For the first 25 minutes or so against Swansea City, it was obvious that something was going horrendously wrong with Chelsea's game plan. And it was, more or less, equally obvious what that was: our pressing game was completely incoherent.
Before we dive into the analysis, some evidence that I'm not completely mad might be in order. So here's Jose Mourinho himself, discussing what went wrong and what went right in the post-game.
The first half was hard. The players couldn’t find the references to press so Swansea had too much time and too much space which makes it easy to play football. In the second half the way we pressed them completely changed the game. We had the ball and with the intensity we played in the second half it was difficult for them.
Source: ChelseaFC.com.
'Pressing' in football is essentially an attempt to win the ball or force a mistake high up the pitch with non-defensive players. It's the opposite of standing off the opposition and letting them come forward, and tends to be used in conjunction with a high defensive line (for reasons that will become apparent a little later). Pressing football is associated with fast attacking play -- forcing a turnover high up the pitch tends to lead quickly to goalscoring chances, but it's not always that simple, and sadly we don't have time to really dig into the details.
There are two aspects worth diving into, however. The first is the cohesion of the team implementing a press. The risks involved are obvious -- if you apply pressure on the ball with attacking players but don't push the defenders up into the vacant space, short passes open up in midfield for the team in possession to hit. Once that pass is played, the midfield shield has been bypassed, the supporting pressers are all moving in the wrong direction* and the defence is square against a team that has room to run into. This is very bad.
*Football is essentially a game of space and inertia, with players' inertia dictating where space will open up in the immediate future. Watch the game with this in mind and you're most of the way there.
If your defenders decide it's time to press and the attackers don't follow suit, which is rarer, it can be even more of a disaster. All but the least technically capable teams in the Premier League will immediately send one of their forwards on a diagonal run cutting through a channel and scoop a ball over the top to try to hit them. Failure to put pressure on the ball while the defence is stepping up is suicidal.
Since the energy used and risk involved in playing a press is higher than not, teams can't do it all the time. The need for a unified team press rather than an individual one motivates the use of opposition-specific pressing triggers (or references, if you're Mourinho).
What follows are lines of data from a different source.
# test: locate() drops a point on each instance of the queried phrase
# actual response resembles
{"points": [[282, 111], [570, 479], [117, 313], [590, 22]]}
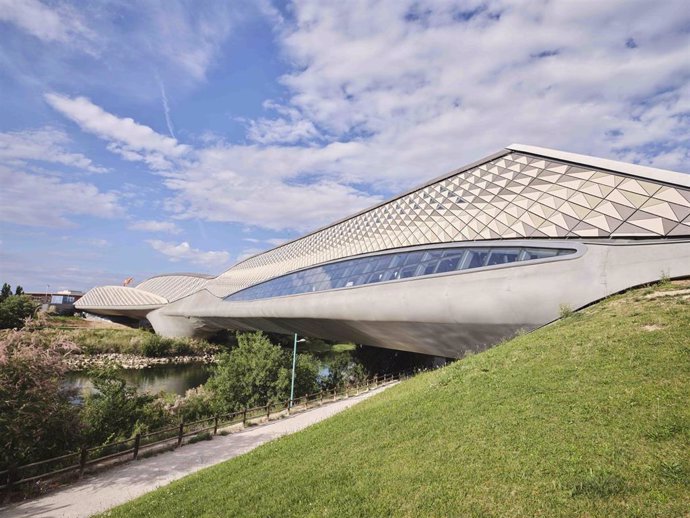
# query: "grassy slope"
{"points": [[587, 417]]}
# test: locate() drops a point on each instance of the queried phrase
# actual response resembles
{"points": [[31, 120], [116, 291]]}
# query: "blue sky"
{"points": [[139, 138]]}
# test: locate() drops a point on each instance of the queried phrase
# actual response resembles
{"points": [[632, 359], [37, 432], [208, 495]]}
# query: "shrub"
{"points": [[116, 411], [156, 346], [565, 311], [257, 372], [37, 418], [15, 309], [196, 404]]}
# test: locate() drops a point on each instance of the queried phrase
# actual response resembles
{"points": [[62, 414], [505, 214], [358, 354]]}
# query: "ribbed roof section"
{"points": [[119, 297], [515, 195], [174, 286]]}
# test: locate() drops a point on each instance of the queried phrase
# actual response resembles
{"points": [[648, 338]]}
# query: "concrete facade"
{"points": [[566, 230]]}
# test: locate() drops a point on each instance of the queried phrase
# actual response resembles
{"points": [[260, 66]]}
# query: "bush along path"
{"points": [[101, 490]]}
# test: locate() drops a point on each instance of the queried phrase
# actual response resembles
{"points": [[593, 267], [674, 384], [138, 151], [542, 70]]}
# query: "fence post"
{"points": [[180, 433], [137, 443], [12, 476], [83, 453]]}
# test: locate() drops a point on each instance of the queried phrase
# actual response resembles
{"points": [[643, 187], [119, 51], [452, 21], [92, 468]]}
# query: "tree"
{"points": [[37, 418], [117, 411], [257, 372], [14, 310], [5, 292]]}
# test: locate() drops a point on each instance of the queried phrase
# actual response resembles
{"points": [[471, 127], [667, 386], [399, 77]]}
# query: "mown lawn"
{"points": [[587, 417]]}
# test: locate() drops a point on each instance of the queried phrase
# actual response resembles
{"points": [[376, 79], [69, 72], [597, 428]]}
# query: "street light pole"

Barcelona, long undisputed masters of the high press, used several -- a miscontrolled pass, a change of possession, a backwards pass -- basically any situation in which a team is uncomfortable with the ball is a good time to hit them.
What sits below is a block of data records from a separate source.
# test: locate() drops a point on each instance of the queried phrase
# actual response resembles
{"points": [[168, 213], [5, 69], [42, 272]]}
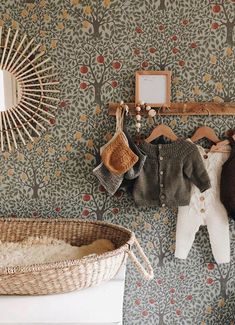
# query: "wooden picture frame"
{"points": [[153, 88]]}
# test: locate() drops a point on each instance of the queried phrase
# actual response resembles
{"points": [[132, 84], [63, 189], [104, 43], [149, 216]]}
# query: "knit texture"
{"points": [[112, 182], [205, 210], [227, 186], [117, 156], [169, 169]]}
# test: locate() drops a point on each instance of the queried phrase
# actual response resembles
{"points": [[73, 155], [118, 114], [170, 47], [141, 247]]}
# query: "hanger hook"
{"points": [[159, 114], [206, 116]]}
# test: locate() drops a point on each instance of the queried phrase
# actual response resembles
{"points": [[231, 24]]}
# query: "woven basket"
{"points": [[69, 275]]}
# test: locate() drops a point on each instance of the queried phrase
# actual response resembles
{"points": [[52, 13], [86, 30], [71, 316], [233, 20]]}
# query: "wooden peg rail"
{"points": [[189, 108]]}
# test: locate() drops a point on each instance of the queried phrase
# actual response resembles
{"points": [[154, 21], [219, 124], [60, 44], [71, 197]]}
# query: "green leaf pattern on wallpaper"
{"points": [[96, 47]]}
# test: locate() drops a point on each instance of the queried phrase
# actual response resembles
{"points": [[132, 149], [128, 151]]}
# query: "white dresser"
{"points": [[101, 305]]}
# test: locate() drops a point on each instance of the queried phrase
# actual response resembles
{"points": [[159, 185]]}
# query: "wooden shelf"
{"points": [[189, 108]]}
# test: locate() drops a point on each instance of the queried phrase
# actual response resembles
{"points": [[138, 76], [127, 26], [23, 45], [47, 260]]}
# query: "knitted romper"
{"points": [[205, 209]]}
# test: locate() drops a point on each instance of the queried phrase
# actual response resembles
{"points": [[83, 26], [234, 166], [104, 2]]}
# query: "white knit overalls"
{"points": [[205, 209]]}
And although that sounds simple, in reality it can be quite complex. Knowing who to press, when and how hard is the base of the team's whole defensive strategy, and if that's not understood, bad things happen. For instance, we get something like this:
Here Cesc Fabregas races up from deep midfield to press Jonjo Shelvey ... who, since nobody else in a Blue shirt is putting any pressure on the ball, can simply tap back to Ashley Williams, who's already preparing to hit the space in midfield that Fabregas has vacated. The front five is immediately bypassed by a pass that even a centre half could hit in their sleep, and within ten seconds Bafetimbi Gomis has a half-chance at the other end of the pitch.
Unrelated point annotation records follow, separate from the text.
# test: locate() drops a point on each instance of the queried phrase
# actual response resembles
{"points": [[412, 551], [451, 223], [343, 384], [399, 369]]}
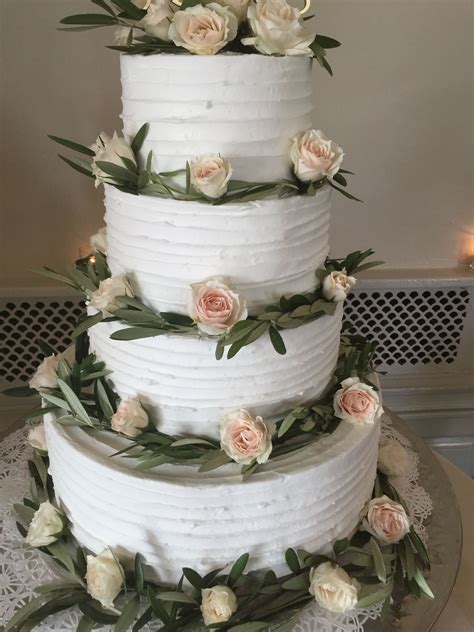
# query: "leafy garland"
{"points": [[86, 274], [124, 13], [263, 598], [136, 179], [86, 399]]}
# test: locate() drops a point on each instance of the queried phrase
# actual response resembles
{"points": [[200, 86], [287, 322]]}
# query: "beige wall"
{"points": [[400, 104]]}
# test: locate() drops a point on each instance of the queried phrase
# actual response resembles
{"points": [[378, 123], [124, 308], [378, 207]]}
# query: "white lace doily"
{"points": [[22, 568]]}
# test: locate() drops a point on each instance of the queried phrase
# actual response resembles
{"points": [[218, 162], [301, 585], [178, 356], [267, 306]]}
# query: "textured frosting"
{"points": [[177, 518], [245, 107], [186, 389], [267, 248]]}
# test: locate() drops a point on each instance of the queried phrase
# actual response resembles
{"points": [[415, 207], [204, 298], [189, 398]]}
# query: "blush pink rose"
{"points": [[386, 520], [245, 438], [315, 156], [357, 402], [215, 307]]}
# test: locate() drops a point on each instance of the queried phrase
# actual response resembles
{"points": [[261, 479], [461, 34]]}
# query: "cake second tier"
{"points": [[245, 107], [267, 248], [187, 390]]}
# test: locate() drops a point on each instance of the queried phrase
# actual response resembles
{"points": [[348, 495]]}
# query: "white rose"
{"points": [[218, 604], [245, 438], [238, 8], [104, 578], [157, 19], [37, 439], [386, 520], [98, 241], [210, 175], [314, 156], [215, 307], [393, 458], [105, 298], [278, 29], [357, 403], [45, 376], [203, 30], [130, 418], [337, 285], [332, 587], [112, 150], [46, 526]]}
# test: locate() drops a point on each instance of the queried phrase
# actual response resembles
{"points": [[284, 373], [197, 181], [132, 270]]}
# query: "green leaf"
{"points": [[74, 403], [237, 569], [292, 561], [81, 168], [378, 560], [344, 193], [20, 391], [277, 341], [193, 578], [103, 5], [94, 611], [422, 583], [82, 149], [157, 606], [139, 573], [253, 626], [129, 614], [87, 323], [60, 553], [176, 597], [130, 9], [24, 513], [104, 401], [139, 139], [135, 333], [300, 582], [327, 42], [85, 624], [90, 19], [115, 171]]}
Chelsea were actually fine in the first half when everyone was on the same page, but this incoherence happened far too often. Here, for instance, is Nemanja Matic getting drawn up the pitch chasing the ball, leaving the defence completely unshielded and passing lanes through the centre open:
Yes, that is Matic alongside Diego Costa, which is definitely not where Matices should live. I wish they'd had a camera on Mourinho's face while this was going on, because I imagine we'd have had some fun with lip-reading there.
Note that the above stills are team failings rather than a individual ones. In isolation, Fabregas pressing Shelvey and Matic chasing the ball back are not mistakes (ok, ok, Matic chasing the ball back that far is probably indefensible, but that's not the point). They only end up hurting the team when everyone's on different pages. This is why Mourinho hauled both Eden Hazard and Fabregas to one side in the middle of the first half to explain what he needed; this is why he spent halftime explaining to his team exactly what pressing references he was hoping to see them use.
After the break (Ramires had come on for the disappointing André Schürrle), Chelsea looked like a completely different side. With Swansea under genuine pressure, they couldn't control the ball in their own half, and with the defence and attack acting as a unit rather than two wildly-flailing arms, there was no easily-exploitable space for the visitors to hit. If the first half was a disaster, the second was virtually perfect.